Check your messages gianera


----------



## gianera (Jun 29, 2015)

Thank you both for your replies.
I did quite a bit of browsing on property finder and also some driving in the area.
I can understand I like it though I have seen very few properties of decent standards so far.

What I was hoping to understand from you guys is if my lifestyle would be compatible with the area because I have extremely limited knowledge of Dubai.
I found lots of info in the sticky on places I should NOT look at and a few posts about the typical Jumeirah Janes which I don't care about as long as they don't have neighborhood committees to chase me out for my parties or unconventional lifestyle..


----------



## TallyHo (Aug 21, 2011)

There are a number of smaller villages in Jumeira and Umm Suqeim. Plenty of 2-3 bedroom single story villas with gardens behind high walls. You just have to look for them. Drive around the area, many villas have building management company numbers or to let signs on them. 
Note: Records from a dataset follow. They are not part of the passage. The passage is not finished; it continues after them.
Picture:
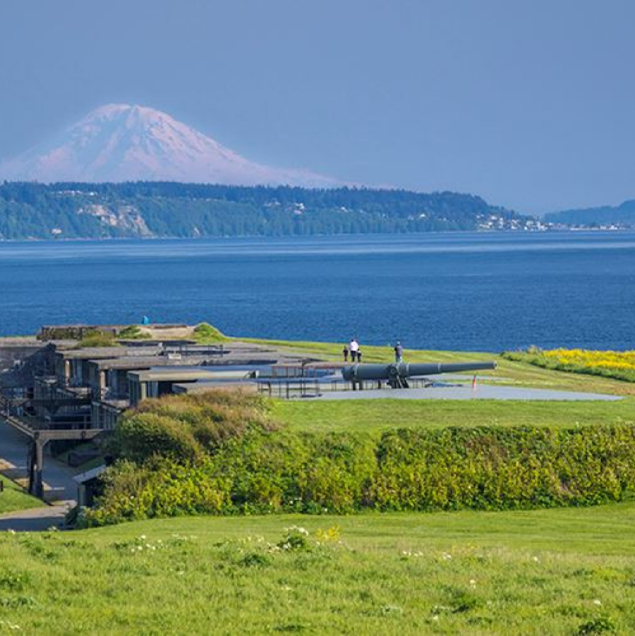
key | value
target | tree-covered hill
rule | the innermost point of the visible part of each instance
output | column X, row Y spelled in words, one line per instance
column 156, row 209
column 621, row 215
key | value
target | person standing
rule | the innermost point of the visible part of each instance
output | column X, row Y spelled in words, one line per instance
column 353, row 348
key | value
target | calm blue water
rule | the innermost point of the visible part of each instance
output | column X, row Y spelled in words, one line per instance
column 445, row 291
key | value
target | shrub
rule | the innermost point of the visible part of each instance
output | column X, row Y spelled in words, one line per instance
column 206, row 334
column 133, row 332
column 188, row 427
column 263, row 470
column 96, row 338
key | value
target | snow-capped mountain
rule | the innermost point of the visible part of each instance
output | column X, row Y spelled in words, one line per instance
column 122, row 142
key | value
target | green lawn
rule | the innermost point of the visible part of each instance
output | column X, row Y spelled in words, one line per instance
column 538, row 572
column 511, row 373
column 382, row 414
column 15, row 498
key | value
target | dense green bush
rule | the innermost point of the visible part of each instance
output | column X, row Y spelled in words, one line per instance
column 218, row 466
column 188, row 427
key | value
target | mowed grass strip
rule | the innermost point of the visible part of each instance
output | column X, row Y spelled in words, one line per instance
column 512, row 373
column 380, row 414
column 15, row 498
column 548, row 571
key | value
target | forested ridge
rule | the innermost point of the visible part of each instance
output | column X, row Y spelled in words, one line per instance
column 157, row 209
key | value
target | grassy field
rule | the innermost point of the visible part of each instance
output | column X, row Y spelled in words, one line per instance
column 509, row 372
column 555, row 571
column 14, row 498
column 560, row 571
column 383, row 414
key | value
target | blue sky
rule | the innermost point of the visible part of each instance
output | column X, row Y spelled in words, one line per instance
column 528, row 104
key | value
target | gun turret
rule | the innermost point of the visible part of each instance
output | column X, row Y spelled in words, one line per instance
column 397, row 374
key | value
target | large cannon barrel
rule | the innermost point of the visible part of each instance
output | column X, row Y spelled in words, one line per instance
column 405, row 370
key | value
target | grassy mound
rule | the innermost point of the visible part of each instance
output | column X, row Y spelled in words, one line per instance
column 221, row 453
column 543, row 572
column 206, row 334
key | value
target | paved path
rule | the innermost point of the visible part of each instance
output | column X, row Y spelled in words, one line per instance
column 58, row 477
column 482, row 392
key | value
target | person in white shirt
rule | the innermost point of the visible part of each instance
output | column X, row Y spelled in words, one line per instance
column 353, row 347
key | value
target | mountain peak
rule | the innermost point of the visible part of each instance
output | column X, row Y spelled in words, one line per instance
column 128, row 142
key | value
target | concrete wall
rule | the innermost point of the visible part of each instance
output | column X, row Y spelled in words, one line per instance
column 20, row 361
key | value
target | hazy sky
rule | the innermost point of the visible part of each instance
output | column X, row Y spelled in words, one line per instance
column 530, row 104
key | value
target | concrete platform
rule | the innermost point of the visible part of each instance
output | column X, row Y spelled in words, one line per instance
column 482, row 392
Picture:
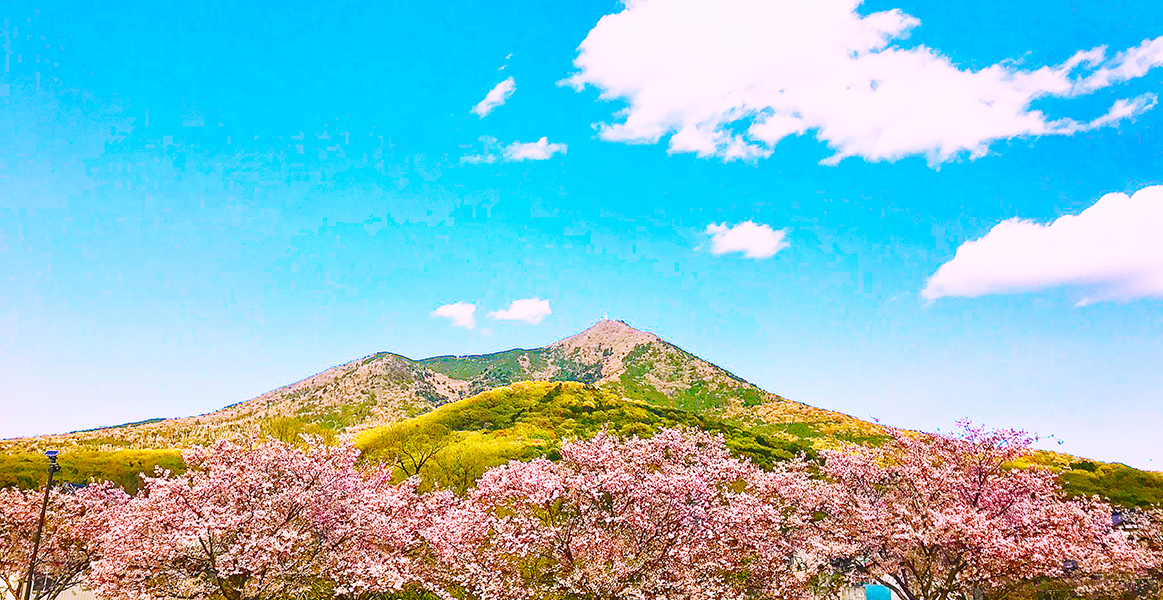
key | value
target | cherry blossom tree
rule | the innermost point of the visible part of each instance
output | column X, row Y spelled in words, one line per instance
column 257, row 521
column 68, row 543
column 940, row 518
column 669, row 516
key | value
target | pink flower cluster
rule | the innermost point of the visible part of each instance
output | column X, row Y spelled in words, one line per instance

There is a difference between a compound of attached villas and what looks like a compound of identical villas but have separate gardens and aren't otherwise linked. Lots of the latter in J&US. Just because it looks like it may be a compound doesn't mean it is. And compounds vary themselves, some are only connected through a shared pool and otherwise have very private individual gardens, others are much more open. 

Be aware that most villas are "older" so you will likely compromise somewhat on the quality of facilities. Don't expect the bells and whistles and fancy kitchens and bathrooms. But what you get is a fantastic location near the beaches.
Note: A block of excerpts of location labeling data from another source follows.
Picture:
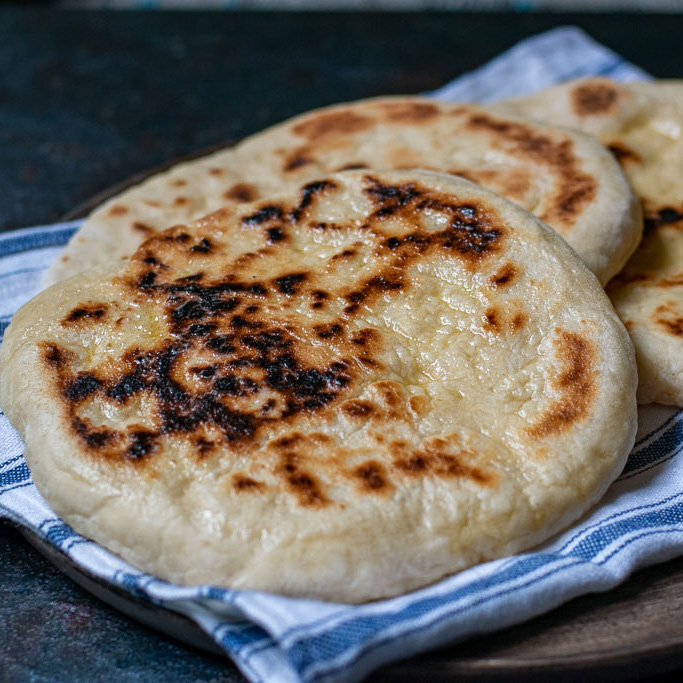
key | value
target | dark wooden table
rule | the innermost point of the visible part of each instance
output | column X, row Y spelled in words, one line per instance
column 89, row 98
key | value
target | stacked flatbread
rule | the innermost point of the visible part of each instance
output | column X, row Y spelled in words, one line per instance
column 337, row 385
column 344, row 392
column 642, row 123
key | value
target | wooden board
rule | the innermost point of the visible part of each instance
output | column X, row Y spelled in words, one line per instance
column 632, row 632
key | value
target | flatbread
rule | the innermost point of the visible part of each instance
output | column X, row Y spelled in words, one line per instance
column 345, row 392
column 565, row 178
column 642, row 123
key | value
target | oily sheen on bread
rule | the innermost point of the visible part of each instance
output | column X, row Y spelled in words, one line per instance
column 565, row 178
column 344, row 392
column 642, row 123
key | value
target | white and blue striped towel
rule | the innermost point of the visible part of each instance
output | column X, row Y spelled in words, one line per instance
column 275, row 639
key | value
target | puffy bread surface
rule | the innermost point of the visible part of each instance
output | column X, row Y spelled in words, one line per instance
column 345, row 393
column 567, row 179
column 642, row 123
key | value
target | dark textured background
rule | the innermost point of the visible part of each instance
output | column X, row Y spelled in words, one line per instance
column 88, row 98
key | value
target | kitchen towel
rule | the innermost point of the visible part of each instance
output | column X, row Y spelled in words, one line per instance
column 277, row 639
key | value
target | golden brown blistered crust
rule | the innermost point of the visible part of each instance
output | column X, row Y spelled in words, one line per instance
column 668, row 318
column 329, row 124
column 577, row 384
column 594, row 98
column 656, row 220
column 575, row 187
column 85, row 312
column 624, row 155
column 241, row 192
column 230, row 366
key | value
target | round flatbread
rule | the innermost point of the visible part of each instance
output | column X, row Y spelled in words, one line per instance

If I were you, I would look more into Jumeira 3 and the Umm Suqeims because anywhere near Safa Park and north from there (mostly J 1 & 2) is suffering from the canal works, which really f*cks up the traffic on Al Wasl and the Beach Road in that particular area. Being able to get on/off at Umm al Sheif and Al Manara or Al Thanya makes your life a lot easier than having to always go through the Safa Park or Defence Roundabout interchanges. 
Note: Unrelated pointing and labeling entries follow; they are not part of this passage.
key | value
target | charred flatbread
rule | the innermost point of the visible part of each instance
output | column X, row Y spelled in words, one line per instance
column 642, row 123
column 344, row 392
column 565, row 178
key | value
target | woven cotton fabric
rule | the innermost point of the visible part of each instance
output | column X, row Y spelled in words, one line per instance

Arenco owns many villas in the area, including individual, compound and semi-compound villas. It may be worth contacting them and seeing what's available. Their maintenance record is pretty good, unlike with a private landlord.


----------



## gianera (Jun 29, 2015)

Wonderful tips thank you so much!!



TallyHo said:


> There are a number of smaller villages in Jumeira and Umm Suqeim. Plenty of 2-3 bedroom single story villas with gardens behind high walls. You just have to look for them. Drive around the area, many villas have building management company numbers or to let signs on them.
> 
> There is a difference between a compound of attached villas and what looks like a compound of identical villas but have separate gardens and aren't otherwise linked. Lots of the latter in J&US. Just because it looks like it may be a compound doesn't mean it is. And compounds vary themselves, some are only connected through a shared pool and otherwise have very private individual gardens, others are much more open.
> 
> ...


----------



## gianera (Jun 29, 2015)

I spent some time looking at properties online. So far I have seen countless hideous properties in Jumeirah and Um Suqeim. Being an architect doesn't help.
And on top of that all around the highest figures of my budget. 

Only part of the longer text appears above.